Muir Woods, Winter Solstice 2010
I’ve got too much to do and too little time to do it.
Does that sound familiar?
I keep finding myself thinking these days how do people do this? Specifically, how do women do this? How do mothers do this? How do we keep all these balls in the air simultaneously? Talk about juggling. Life these days feels like juggling while balanced on one foot on one of those semi-circle exercise balls they have at the gym, while drinking a cup of coffee and changing a diaper.
Finding myself in a state of overwhelm is a cyclical phenomena for me. It used to be that I could track it monthly with my cycle. Ovulation = Overwhelm. At least it was predictable – all those Os smack dab in the middle of every 28 days. These days, I have one of those IUDs where you don’t get a period, so I don’t know my cycle anymore.

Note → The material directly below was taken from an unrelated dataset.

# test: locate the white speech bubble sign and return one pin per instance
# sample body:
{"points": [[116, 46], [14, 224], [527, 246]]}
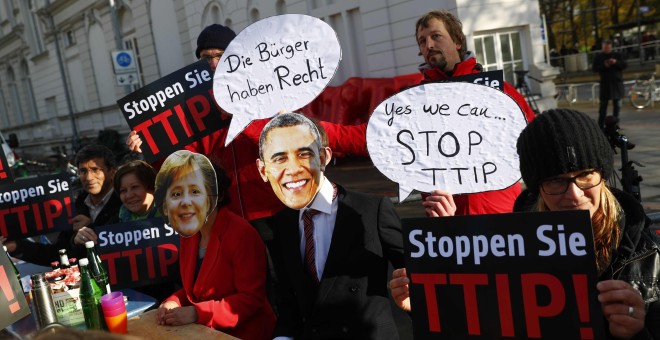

I just know that things that felt (kinda sorta barely) manageable two days ago – BOOM! – today feel insurmountable.
Today I’ve not been able to find about seven different items in my house. On this shortest day of the year, as rain falls from gray skies, it feels like objects are playing hide and seek in the deep shadows, in the clutter on my black countertop, in the dark corners behind the baskets of toys and soccer balls. I could blame small hands grabbing and moving things. But I suspect this time it’s actually not the toddler’s fault.
And what about the clutter in my mind? The dark shadows and the corners that need a good airing? What is to be done about those?
I know I need to let go. Let go of the ever-growing stacks of papers that won’t be sorted anytime soon, the kindergarten artwork that will remain in its bag, the video that won’t make its way off the tiny video camera tape quite yet. In the big picture, none of that matters.
And yet today it does. All this clutter surrounding me, all this mean to want to should get to that sometime soon is looming in on me. All this busy-ness. All these lists. It’s probably not coincidence that, during the long, dark nights of winter, I always start to feel like the walls of my tiny house are closing in on me. Suddenly what often feels cozy strikes me as clausterphobic instead.
I’m ready for some mental and physical space around me, a clarity of vista, both internal and external. To step away from my life and gain a little perspective. I guess that’s the perfect space to be in as darkness descends on the longest night and the new year approaches.